2011年12月26日(月) (SS)おれ達のことデス


「進藤」

塔矢が珍しく言いにくそうに口を開いた。

「恥を晒すようで悪いんだが教えて貰えないだろうか」

こういう物言いをする時は、何か自分には解らなくておれには解るだろうことを聞きたい時だ。

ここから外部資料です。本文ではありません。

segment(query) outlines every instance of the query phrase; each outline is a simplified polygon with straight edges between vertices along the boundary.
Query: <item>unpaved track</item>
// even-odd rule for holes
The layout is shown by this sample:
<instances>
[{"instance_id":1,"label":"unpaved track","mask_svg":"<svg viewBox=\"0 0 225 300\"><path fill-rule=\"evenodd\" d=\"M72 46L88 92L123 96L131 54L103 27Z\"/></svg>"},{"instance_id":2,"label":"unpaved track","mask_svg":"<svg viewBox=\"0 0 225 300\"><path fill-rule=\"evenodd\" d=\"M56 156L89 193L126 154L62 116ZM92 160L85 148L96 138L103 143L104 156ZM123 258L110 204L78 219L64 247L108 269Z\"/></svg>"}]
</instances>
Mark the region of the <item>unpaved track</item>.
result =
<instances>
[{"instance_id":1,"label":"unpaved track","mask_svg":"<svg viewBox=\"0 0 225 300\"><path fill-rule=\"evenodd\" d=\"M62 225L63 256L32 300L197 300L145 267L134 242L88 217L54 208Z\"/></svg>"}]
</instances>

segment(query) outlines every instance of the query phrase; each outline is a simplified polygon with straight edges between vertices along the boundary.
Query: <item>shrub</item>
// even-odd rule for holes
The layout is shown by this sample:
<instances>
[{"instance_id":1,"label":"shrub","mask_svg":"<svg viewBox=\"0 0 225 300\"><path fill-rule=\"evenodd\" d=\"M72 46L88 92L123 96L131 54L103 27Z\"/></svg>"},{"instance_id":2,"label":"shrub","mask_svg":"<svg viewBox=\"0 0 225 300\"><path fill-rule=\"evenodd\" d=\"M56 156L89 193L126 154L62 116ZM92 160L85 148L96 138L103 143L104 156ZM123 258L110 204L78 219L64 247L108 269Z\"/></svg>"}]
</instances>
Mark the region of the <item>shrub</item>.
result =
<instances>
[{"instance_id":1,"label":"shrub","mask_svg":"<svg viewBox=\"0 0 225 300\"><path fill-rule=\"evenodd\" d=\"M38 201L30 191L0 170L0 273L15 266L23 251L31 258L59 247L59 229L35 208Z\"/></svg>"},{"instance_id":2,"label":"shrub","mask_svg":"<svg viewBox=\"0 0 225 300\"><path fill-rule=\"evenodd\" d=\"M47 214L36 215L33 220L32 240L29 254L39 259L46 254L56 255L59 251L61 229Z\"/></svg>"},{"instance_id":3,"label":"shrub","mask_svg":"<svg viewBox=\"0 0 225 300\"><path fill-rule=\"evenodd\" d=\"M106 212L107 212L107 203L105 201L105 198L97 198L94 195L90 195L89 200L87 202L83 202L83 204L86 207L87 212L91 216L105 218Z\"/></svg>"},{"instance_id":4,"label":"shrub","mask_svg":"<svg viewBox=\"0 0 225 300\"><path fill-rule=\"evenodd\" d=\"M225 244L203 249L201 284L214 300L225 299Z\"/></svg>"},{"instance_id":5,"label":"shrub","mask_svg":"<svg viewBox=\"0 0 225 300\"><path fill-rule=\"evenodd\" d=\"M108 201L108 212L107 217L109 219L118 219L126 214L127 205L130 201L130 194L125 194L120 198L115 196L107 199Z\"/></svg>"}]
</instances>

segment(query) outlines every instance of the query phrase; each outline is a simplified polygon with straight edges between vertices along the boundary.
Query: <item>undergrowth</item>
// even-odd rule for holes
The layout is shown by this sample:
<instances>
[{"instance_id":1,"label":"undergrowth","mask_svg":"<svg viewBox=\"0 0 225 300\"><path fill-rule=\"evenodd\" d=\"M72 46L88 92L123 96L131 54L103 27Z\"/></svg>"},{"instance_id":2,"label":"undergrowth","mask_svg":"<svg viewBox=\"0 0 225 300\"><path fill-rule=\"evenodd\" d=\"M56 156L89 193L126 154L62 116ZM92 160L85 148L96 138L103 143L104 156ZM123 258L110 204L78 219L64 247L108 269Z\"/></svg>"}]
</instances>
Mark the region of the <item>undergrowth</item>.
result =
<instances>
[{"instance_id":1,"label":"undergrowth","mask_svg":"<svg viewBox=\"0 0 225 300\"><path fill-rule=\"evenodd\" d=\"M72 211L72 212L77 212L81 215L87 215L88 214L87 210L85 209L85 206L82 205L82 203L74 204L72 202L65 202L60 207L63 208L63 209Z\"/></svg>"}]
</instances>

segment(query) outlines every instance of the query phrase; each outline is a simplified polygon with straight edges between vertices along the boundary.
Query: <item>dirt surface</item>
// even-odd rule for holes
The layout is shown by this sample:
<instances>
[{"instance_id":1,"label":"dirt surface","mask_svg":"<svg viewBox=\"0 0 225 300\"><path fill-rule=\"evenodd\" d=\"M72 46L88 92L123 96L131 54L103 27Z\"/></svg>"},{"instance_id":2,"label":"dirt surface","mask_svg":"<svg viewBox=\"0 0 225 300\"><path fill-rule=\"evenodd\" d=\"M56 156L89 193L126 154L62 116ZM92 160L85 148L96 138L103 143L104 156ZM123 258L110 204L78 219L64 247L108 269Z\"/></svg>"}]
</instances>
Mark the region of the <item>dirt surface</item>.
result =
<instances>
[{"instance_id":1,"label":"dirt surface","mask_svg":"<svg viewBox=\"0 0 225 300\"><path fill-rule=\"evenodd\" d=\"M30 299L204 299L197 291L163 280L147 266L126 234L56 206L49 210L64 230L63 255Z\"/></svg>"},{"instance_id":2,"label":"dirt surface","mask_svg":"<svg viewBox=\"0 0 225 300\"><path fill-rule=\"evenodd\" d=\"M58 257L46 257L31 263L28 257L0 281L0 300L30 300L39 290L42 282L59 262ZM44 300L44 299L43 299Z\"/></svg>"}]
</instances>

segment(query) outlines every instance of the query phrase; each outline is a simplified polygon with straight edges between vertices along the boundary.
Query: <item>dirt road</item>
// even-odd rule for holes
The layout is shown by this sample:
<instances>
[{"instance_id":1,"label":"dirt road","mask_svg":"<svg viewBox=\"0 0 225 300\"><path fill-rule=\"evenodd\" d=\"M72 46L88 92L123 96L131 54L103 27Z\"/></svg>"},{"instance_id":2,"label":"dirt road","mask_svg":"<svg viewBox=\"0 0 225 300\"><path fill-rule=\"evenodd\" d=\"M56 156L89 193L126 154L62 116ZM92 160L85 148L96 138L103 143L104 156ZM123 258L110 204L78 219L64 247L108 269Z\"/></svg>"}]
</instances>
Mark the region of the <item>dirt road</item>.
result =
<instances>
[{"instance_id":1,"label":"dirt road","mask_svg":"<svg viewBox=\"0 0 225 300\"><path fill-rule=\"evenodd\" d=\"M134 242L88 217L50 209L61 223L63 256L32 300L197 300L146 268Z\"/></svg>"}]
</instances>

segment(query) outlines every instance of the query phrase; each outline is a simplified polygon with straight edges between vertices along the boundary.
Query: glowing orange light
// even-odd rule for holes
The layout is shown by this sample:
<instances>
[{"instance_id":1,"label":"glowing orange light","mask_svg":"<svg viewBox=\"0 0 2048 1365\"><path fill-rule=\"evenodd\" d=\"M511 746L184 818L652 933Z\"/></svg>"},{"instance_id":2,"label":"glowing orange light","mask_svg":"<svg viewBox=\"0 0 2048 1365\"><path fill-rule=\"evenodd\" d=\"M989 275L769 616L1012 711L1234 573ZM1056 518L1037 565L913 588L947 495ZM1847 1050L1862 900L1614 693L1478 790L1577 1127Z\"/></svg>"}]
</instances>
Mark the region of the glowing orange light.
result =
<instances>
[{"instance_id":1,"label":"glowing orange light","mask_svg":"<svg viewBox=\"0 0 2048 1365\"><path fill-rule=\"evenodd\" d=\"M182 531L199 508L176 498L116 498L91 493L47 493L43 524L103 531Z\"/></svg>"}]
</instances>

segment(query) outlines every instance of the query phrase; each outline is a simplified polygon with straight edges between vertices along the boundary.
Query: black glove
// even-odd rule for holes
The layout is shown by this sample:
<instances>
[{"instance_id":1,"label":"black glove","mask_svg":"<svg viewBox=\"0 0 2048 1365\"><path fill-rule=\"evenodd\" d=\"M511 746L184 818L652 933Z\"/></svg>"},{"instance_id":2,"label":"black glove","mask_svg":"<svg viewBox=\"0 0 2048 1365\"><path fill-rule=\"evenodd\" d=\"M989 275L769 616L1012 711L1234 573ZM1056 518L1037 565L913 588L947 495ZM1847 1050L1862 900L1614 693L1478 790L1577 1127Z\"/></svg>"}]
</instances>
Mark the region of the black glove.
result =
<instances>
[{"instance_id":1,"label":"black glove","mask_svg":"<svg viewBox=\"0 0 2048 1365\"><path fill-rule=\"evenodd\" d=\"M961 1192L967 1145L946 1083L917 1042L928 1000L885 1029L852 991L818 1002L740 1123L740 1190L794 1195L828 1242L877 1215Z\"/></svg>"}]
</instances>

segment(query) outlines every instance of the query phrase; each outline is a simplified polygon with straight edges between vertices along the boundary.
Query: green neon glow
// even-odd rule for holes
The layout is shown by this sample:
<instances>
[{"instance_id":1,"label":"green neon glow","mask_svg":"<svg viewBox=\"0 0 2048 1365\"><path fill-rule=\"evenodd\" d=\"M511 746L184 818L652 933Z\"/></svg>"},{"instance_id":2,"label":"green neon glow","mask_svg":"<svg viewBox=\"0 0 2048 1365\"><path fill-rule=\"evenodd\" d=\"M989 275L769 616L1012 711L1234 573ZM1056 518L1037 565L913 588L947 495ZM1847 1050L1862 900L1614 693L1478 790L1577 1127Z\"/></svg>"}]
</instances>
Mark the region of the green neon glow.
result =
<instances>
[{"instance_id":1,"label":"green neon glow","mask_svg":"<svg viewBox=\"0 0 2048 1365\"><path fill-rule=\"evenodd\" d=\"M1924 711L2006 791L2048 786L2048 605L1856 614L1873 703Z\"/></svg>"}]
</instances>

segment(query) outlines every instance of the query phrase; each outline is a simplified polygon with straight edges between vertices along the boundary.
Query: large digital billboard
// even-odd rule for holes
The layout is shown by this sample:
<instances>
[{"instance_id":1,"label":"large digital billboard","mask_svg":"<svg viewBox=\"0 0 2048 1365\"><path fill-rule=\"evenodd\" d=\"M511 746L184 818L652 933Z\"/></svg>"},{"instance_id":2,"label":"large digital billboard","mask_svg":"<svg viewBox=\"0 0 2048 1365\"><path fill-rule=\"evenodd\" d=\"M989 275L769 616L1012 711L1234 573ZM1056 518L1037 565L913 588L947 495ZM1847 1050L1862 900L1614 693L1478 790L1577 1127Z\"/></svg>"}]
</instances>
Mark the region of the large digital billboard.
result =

塔矢は負けず嫌いだけれど、こういう所は素直で見栄をはらないので見栄っぱりのおれは尊敬する。


「いいよ、何? 何が解らないん?」

「最近よく耳にするんだけれど意味が解らなくて…」

リア充爆発しろというのはどういう意味だろうか? と思いきり真剣な顔で尋ねられ、おれは思わず爆笑した。


「なっ…解らないから聞いたのに、そんなに笑うことはないだろう」

真っ赤になって怒るのをどうどうと宥める。

「悪かった! でもそれって、おれらのことなのに」
「え?」
「うん、つまりおれらみたいなのを他のヤツらが見たら、そう言いたくなるんだってこと」


好きなヤツと好きなことを好きなだけすることが出来る。

「それってものすごく充実してるだろう?」
「でも…だったらどうして爆発しなければならないんだ?」

ぼくにはさっぱり訳が分からないと、これまた真面目に聞いてくるので、おれは塔矢が可愛くて、思わずキスしたくなるのを押さえながら、「僻んでるんだろ」とにっこり笑って返したのだった。